"The Pickens Plan" for Wind Energy: Why Use Natural Gas for Cars?

Oilman T. Boone Pickens made a splash last week by announcing plans to build a wind farm with 4,000 megawatts worth of generating capacity.  The Pickens Plan calls the U.S. the Saudi Arabia of oil wind, and he notes that, "At current oil prices, we will send $700 billion dollars out of the country this year alone — that's four times the annual cost of the Iraq war."  His logic in making this investment is pretty straightforward:

Building wind facilities in the corridor that stretches from the Texas panhandle to North Dakota could produce 20% of the electricity for the United States at a cost of $1 trillion. It would take another $200 billion to build the capacity to transmit that energy to cities and towns.

That's a lot of money, but it's a one-time cost. And compared to the $700 billion we spend on foreign oil every year, it's a bargain.

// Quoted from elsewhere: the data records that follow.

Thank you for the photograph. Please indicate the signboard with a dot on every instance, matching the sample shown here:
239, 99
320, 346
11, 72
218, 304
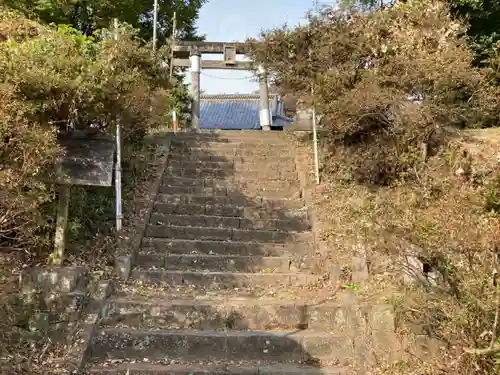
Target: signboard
86, 161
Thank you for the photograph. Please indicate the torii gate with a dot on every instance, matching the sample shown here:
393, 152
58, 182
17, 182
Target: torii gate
188, 55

Great -- the more energy we generate at home, the more we can invest in rebuilding the U.S. economy and infrastructure.  Somewhat less obvious is the logic of his suggestion that this electricity be used to free up natural gas now burned to provide ~20% of US electricity, and instead use that gas to power cars.

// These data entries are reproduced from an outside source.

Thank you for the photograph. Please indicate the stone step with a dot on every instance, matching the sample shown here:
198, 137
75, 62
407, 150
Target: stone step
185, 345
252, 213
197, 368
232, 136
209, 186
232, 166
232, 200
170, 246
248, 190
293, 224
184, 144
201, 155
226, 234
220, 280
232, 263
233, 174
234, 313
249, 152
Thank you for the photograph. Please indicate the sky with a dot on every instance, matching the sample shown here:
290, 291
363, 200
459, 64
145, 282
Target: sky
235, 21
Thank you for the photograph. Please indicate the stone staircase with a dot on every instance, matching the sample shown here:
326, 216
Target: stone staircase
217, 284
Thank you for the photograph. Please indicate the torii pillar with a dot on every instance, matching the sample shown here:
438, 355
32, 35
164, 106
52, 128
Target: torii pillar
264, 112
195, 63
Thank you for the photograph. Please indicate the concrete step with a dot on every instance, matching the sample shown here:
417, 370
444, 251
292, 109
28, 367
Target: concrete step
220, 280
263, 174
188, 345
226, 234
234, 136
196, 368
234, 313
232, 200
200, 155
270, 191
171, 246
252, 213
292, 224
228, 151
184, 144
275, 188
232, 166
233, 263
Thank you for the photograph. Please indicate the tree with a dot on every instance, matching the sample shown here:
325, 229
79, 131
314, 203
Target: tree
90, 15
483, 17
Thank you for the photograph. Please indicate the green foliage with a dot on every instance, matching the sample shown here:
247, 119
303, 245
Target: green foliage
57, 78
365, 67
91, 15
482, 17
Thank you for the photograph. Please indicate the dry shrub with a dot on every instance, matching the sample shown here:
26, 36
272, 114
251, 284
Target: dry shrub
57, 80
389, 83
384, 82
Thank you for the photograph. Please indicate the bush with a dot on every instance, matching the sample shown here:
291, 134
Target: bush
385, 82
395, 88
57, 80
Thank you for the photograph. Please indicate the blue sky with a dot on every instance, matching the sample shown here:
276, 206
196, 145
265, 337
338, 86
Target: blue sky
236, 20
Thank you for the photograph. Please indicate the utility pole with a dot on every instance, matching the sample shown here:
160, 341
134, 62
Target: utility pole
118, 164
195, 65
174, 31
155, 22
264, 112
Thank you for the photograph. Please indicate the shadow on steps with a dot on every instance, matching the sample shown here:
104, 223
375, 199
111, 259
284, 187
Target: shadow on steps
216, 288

There are very few natural gas powered cars in this country, and it would take an enormous investment to either retrofit existing vehicles or replace a large fraction of the existing fleet in less time than the present ~13 year life cycle.  Moreover, burning natural gas in large turbines is way more efficient than burning it in small car engines, so it is actually better used to produce electricity for the grid.  It would seem to make more sense to just use the added electricity generation capacity from wind to directly offset petroleum use.

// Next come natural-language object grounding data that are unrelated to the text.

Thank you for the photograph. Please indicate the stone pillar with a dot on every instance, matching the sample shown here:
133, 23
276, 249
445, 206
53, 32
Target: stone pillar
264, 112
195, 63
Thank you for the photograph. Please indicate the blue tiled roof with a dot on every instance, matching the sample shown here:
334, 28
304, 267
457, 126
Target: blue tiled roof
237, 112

Why not just replace or retrofit the fleet with plug-in hybrids that substantially increase the efficiency of cars regardless of their fuel type?  Then you could be agnostic about the specific engine technology and fuel, but still know you could potentially double the mileage of any given vehicle by recharging from the electricity grid?  Here, for example, is a story at Wired News by Chuck Squatriglia in which Andy Grove, the CEO of Intel, calls for converting 10 million cars and trucks in the U.S. to plug in hybrids over the next four years.  The story quotes John Dabels, CEO of conversion start-up EV Power Systems, as saying his company can provide an $11,000 conversion kit that bolts onto the transmission of existing cars and trucks and delivers a 30-40% increase in liquid fuel efficiency.  Google has evidently been running a fleet of plug-in Priuses and Escapes with a 50% improvement over the standard hybrid.  These are early numbers.  Efficiencies are bound to increase as better batteries and electric motors enter the market.

Pair plug-in hybrids with microbial biofuel synthesis -- oh, alright, and even cellulosic ethanol -- and suddenly you get way more out of your feedstock and thereby reduce pressure on food prices.  Not that I am biased or anything.